The for loop is used when we know in advance the number of iterations. A typical use of for loops is to process arrays whose dimensions are known in advance (we will study arrays in module 5).

Points to note:
· If the test condition fails initially, all the statements in the loop are skipped (study the flow chart).

· The variable counter used in the loop is sometimes called a loop index. It is usually a variable of type int.

· The index variable is incremented by the same amount each time.

· If the initial value is larger than the final value and a negative increment is used, the loop works as a "down counter."

· It is extremely important to realize that the action of updating the value of the index variable (just before the next iteration) is not a part of the actual loop body!! It is an automatic action that the compiler attends to. The programmer should not be writing any code to update the value of the counter (we discuss this concept below).

· Do not change any of the components—the loop index, the initial value, the increment, or the limit_value—of the for loop within the loop body.

Here is a simple example of a for loop that reads in an input number n and evaluates the sum of the first n numbers: 1 + 2 + 3 + … + n.

/* Pseudocode to sum 1 + 2 + ... + n */

Input n

Set sum = 0

//no braces used since the loop body is just 1 statement For i = 1 step 1 to n Set sum = sum + i End for

Output sum

Here, the loop index variable is called i, initial_value is 0, the increment is 1, and limit_value is n. Note that the loop body contains a statement of the form sum = sum + i (i.e., add the current value of i to the current value of sum, and place the result in sum). It is important to ensure that the variable sum is initialized correctly, so that the additions are performed correctly.

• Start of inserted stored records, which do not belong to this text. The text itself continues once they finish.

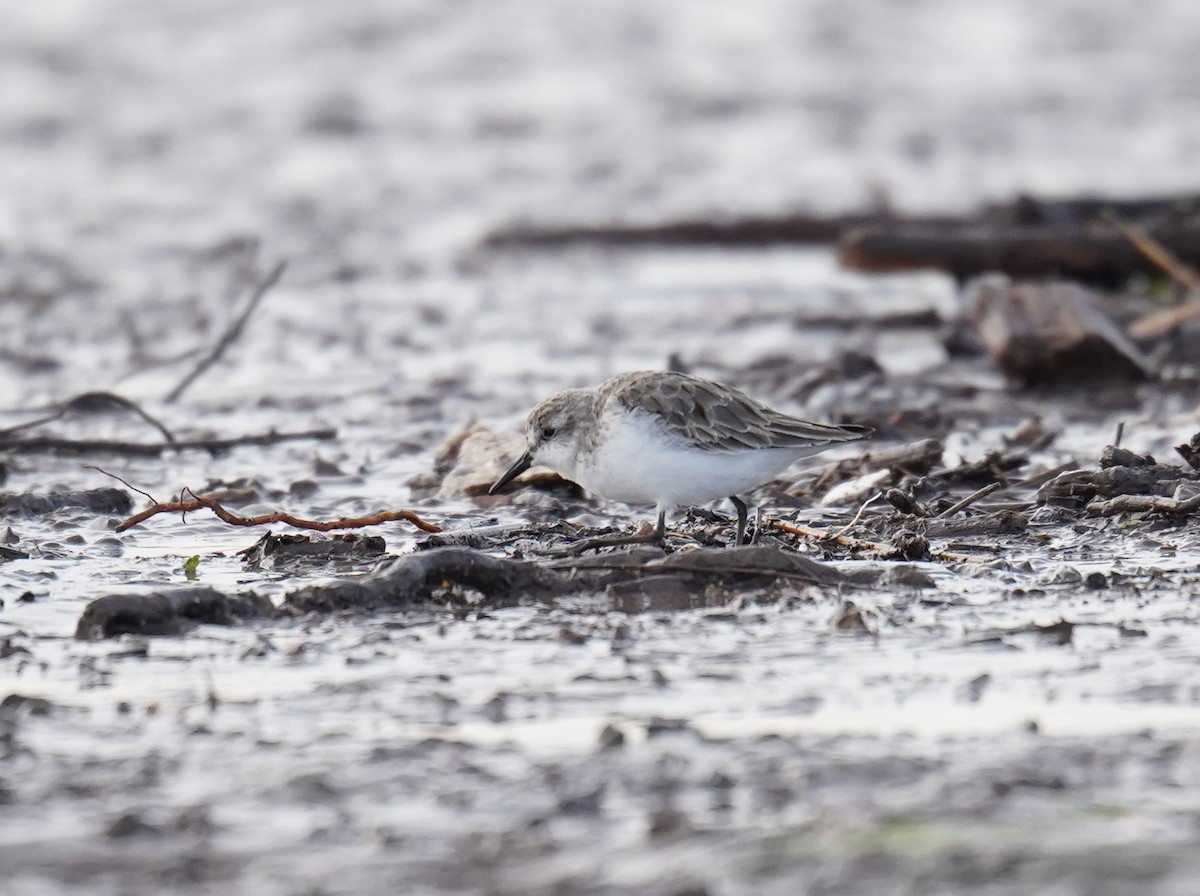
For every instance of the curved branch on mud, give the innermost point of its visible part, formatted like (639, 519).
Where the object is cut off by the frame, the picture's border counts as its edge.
(198, 501)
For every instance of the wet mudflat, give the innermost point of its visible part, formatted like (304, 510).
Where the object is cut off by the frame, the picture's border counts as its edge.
(997, 697)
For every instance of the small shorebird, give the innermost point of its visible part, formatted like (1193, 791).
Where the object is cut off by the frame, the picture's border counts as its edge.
(667, 439)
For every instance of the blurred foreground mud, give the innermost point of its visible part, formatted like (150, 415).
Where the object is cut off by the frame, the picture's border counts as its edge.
(961, 660)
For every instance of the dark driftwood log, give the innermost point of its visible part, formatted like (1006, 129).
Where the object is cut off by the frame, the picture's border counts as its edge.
(96, 500)
(1101, 256)
(413, 579)
(1033, 216)
(168, 612)
(1051, 334)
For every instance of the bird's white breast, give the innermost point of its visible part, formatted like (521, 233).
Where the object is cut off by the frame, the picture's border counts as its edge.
(637, 462)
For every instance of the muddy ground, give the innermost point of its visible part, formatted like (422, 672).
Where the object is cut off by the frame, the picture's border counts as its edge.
(1007, 708)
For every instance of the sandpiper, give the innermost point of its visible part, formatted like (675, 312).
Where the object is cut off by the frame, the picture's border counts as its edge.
(667, 439)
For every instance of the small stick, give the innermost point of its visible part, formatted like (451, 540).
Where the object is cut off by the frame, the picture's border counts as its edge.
(1161, 322)
(142, 449)
(858, 516)
(1157, 252)
(113, 475)
(90, 402)
(196, 501)
(971, 499)
(232, 332)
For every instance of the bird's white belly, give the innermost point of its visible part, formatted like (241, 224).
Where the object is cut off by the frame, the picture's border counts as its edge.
(637, 463)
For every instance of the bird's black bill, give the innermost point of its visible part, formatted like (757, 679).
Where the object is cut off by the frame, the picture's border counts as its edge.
(523, 463)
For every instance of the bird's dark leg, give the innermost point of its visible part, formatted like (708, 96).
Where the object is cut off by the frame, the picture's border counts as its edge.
(743, 516)
(646, 535)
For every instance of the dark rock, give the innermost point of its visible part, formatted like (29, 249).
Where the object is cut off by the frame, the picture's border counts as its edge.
(292, 551)
(166, 613)
(96, 500)
(612, 738)
(131, 825)
(16, 704)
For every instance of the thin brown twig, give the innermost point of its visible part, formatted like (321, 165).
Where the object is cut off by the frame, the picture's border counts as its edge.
(113, 475)
(1177, 270)
(1159, 322)
(142, 449)
(197, 501)
(93, 402)
(232, 332)
(971, 499)
(858, 516)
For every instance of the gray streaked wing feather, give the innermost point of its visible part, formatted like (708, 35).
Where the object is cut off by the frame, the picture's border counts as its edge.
(717, 418)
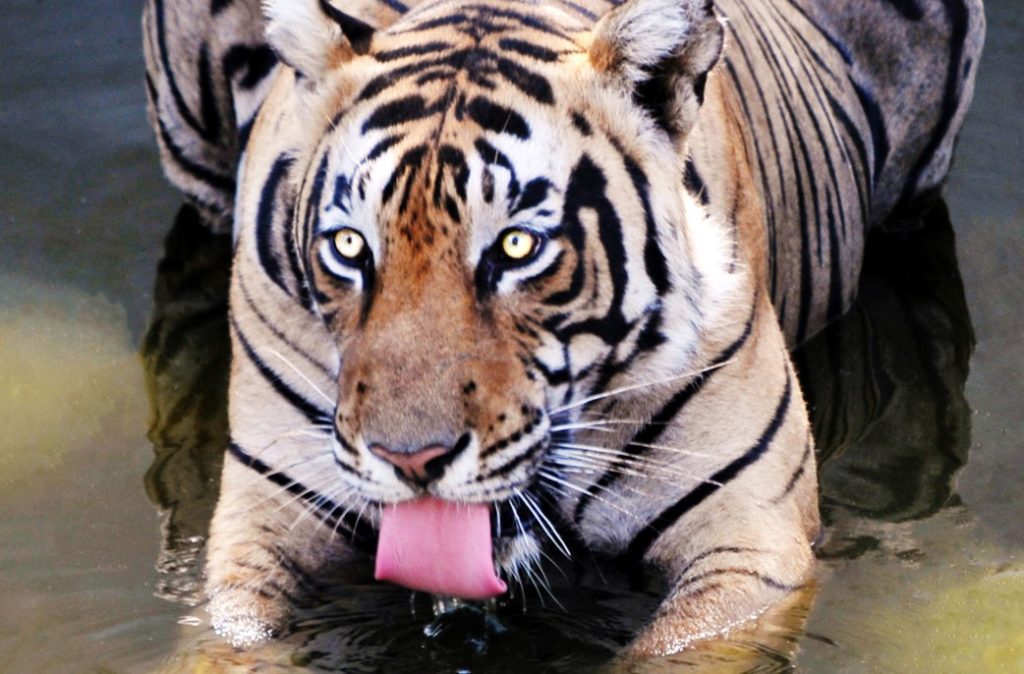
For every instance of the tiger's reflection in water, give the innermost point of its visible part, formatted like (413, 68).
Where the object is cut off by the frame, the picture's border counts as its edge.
(885, 387)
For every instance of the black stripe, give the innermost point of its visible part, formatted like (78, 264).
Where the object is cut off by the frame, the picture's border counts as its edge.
(531, 84)
(641, 543)
(762, 173)
(497, 118)
(654, 262)
(271, 326)
(358, 33)
(957, 14)
(397, 112)
(659, 422)
(307, 409)
(797, 474)
(201, 173)
(364, 537)
(264, 221)
(171, 81)
(732, 571)
(527, 49)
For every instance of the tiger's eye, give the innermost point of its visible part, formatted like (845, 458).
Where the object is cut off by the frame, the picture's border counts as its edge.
(349, 243)
(518, 244)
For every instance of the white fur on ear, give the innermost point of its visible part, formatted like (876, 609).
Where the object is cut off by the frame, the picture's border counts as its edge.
(638, 35)
(304, 36)
(660, 50)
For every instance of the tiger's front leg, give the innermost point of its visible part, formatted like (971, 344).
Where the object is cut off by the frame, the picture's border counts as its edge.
(285, 525)
(269, 547)
(722, 588)
(733, 535)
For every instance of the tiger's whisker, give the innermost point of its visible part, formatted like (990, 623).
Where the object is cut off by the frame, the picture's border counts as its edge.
(304, 378)
(626, 389)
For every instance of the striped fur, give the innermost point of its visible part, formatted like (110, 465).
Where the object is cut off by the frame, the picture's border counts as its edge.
(630, 387)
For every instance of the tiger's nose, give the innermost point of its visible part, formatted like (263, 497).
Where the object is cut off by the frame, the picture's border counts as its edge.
(421, 466)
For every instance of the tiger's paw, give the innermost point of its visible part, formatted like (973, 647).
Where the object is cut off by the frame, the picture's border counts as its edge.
(245, 619)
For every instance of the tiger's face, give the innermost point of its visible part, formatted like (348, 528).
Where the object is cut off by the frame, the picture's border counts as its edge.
(493, 227)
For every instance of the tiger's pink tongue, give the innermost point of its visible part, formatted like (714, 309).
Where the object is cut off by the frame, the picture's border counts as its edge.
(438, 547)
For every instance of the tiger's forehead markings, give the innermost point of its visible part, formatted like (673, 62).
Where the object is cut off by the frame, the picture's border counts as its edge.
(449, 70)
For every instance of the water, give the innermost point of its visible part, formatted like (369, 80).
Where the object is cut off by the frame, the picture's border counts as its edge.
(916, 399)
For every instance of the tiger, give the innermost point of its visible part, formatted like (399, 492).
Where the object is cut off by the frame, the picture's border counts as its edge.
(514, 279)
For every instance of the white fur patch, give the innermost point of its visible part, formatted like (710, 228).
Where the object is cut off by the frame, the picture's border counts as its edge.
(644, 32)
(301, 34)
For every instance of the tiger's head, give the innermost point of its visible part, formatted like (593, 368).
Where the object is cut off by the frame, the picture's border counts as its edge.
(489, 218)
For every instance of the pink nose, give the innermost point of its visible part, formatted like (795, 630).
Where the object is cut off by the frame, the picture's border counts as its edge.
(413, 465)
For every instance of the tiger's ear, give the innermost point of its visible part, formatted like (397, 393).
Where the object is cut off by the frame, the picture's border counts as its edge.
(660, 51)
(313, 36)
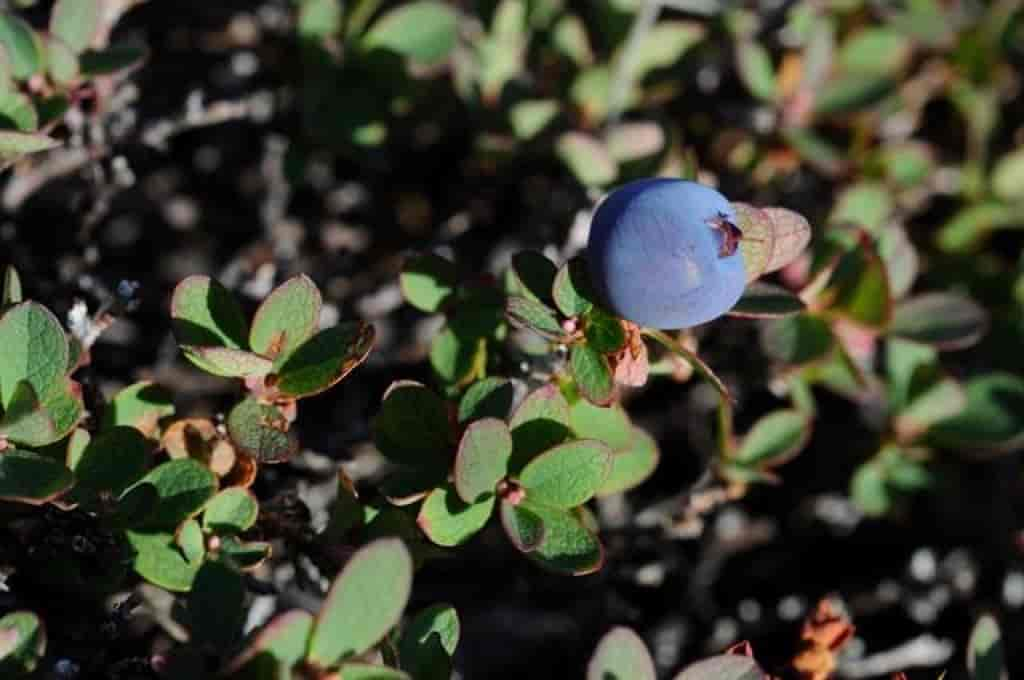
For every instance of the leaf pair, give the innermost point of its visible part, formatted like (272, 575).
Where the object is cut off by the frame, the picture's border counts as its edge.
(365, 602)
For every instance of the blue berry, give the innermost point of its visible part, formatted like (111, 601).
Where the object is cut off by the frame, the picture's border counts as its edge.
(663, 253)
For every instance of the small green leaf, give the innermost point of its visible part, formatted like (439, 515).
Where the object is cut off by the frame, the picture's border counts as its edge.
(448, 520)
(774, 439)
(231, 511)
(428, 281)
(22, 45)
(424, 32)
(262, 431)
(993, 419)
(621, 655)
(985, 659)
(433, 630)
(159, 560)
(279, 646)
(798, 340)
(216, 605)
(767, 301)
(491, 397)
(540, 422)
(592, 374)
(756, 70)
(10, 290)
(365, 602)
(27, 477)
(567, 546)
(114, 460)
(946, 321)
(587, 158)
(482, 459)
(33, 347)
(27, 644)
(206, 314)
(326, 358)
(535, 315)
(568, 474)
(604, 332)
(76, 22)
(522, 525)
(183, 486)
(141, 406)
(288, 317)
(111, 60)
(27, 421)
(723, 667)
(190, 540)
(227, 362)
(632, 465)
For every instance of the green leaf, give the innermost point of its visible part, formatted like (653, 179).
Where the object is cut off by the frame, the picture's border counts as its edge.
(424, 32)
(231, 511)
(535, 315)
(621, 655)
(189, 539)
(762, 300)
(428, 642)
(15, 144)
(946, 321)
(76, 22)
(567, 546)
(206, 314)
(540, 422)
(413, 427)
(587, 158)
(27, 640)
(774, 439)
(33, 347)
(262, 431)
(491, 397)
(632, 465)
(159, 560)
(26, 421)
(114, 460)
(428, 281)
(592, 374)
(227, 362)
(111, 60)
(756, 70)
(279, 646)
(16, 112)
(365, 602)
(183, 486)
(10, 290)
(216, 606)
(568, 474)
(22, 45)
(993, 419)
(985, 659)
(27, 477)
(604, 332)
(522, 525)
(798, 340)
(372, 672)
(858, 289)
(448, 520)
(482, 459)
(326, 358)
(141, 406)
(723, 667)
(288, 317)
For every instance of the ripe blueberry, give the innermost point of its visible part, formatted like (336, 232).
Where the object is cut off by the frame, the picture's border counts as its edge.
(664, 253)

The for statement shown above would be written in C++ or Java as follows:

for (i = 1 ; i <= n ; i = i + 1) sum = sum + i ;

You should trace through the code in the following example using the values of n we suggest: 1, 4, and the special case of 0.

Points to note:
· In pseudocode, the initial, increment, and final values are simply stated as values, whereas in C++ or Java, they are written as complete expressions separated by semicolons.

· Note the semicolon at the end of the entire for statement.

· In pseudocode, the limit value is written last, whereas in C++ or Java, the expression that increments the counter appears last.

· In C++ or Java, i++ is a shorthand for i = i + 1, and the shorthand notation is widely used.

Test your skills in using for loops on the following pseudocode programming problem described in detail under the "Description" tab in the interactive activity below. Your task is to write a program that finds the sum of a sequence of numbers (floats). The user will first specify a number (integer) that specifies how many floats will be given, and the remaining inputs will specify the floats that need to be added together.

While doing this exercise, note that the loop body has more than one statement, which is why we have used braces.

You will develop your algorithm, using pseudocode, in five phases. The tabs on the top of the interactive diagram will carefully guide you through these five phases.

Description

Test Plan

Code

Execute

Answer

Test your skills in using for loops on the following psuedocode programming problem. Your task is to write a program that finds the sum of a sequence of numbers (floats). You will first specify a number (integer >= 0) that specifies how many floats will be given, and the remaining inputs will specify the floats (positive or negative) that need to be added together.